Di Kampung Gajrug, Kecamatan Cipanas, Kabupaten Lebak-Banten, tempat dimana aku dilahirkan, hal itu ditandai dengan adanya budaya ngatir atau membawa nasi dan lauk pauk yang biasanya disajikan ayam bakakak di dalam bakul disertai 7 jenis makanan lainnya.
Misalnya ada isian nasi, bakakak, telur, timun, mie, dan kue seadanya. Setelah bakul yang berisi makanan tadi dikumpulkan di masjid, nanti panitia Maulid membagikan kembali makanan ke semua masyarakat yang ada di kampung tersebut.
Beda daerah, beda pula tradisinya. Hal ini terjadi di Kampung Muncangdalam, Kecamatan Jasinga-Bogor, tempat kediaman suamiku. Di sana ada budaya cukuran rambut balita, mengumpulkan makanan dalam perahu besar atau sering disebut dongdang, tapi ada juga sebagian yang kebanyakan memakai nyiru atau nampan yang berisi Snack atau buah-buahan dan mengumpulkan nasi beserta lauk pauknya.
Kali ini fokus ke acara cukuran rambut ya. Biasanya di tempat lahirku, cukur rambut sering dilaksanakan ketika bayi berusia 40 hari. Beda halnya di tempat suamiku. Tradisi ini turun temurun dilaksanakan ketika perayaan Maulid Nabi besar Muhammad Saw.
Berikut dokumentasi cukuran rambut anak kedua saya yang bernama Aulia Septiani Salim yang saat ini genap berusia 1 tahun.
Setelah acar gunting rambut, dilanjutkan sedekah makanan atau minuman yang tersaji di nyiru atau dibuat dongdang. Selanjutnya acara sedekah nasi dan lauknya yang nantinya di bagikan rata ke masyarakat di RT tersebut.
Acara Tradisi Maulid Nabi yang dalam kalender merahnya hari Kamis kemarin, namun di Muncangdalam baru dilaksanakan hari Minggu ini karena kebanyakan warga suaminya bekerja ke kota. Jadi mau acara maulid nabi atau Agustusan, pasti akan dilaksanakan setiap hari Minggu.
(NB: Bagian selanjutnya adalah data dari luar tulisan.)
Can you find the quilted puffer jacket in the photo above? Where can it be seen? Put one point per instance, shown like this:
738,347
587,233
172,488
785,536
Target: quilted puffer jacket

Banyak hikmah dari tradisi Maulid Nabi Muhammad ini antara lain berbagi makanan, minuman, harta, benda, kepada sesama. Sedekah uang yang di dapat setelah tradisi Maulid, diumumkan dapat 6 juta lebih. Semoga bisa membantu renovasi masjid Muncangdalam yang belum selesai.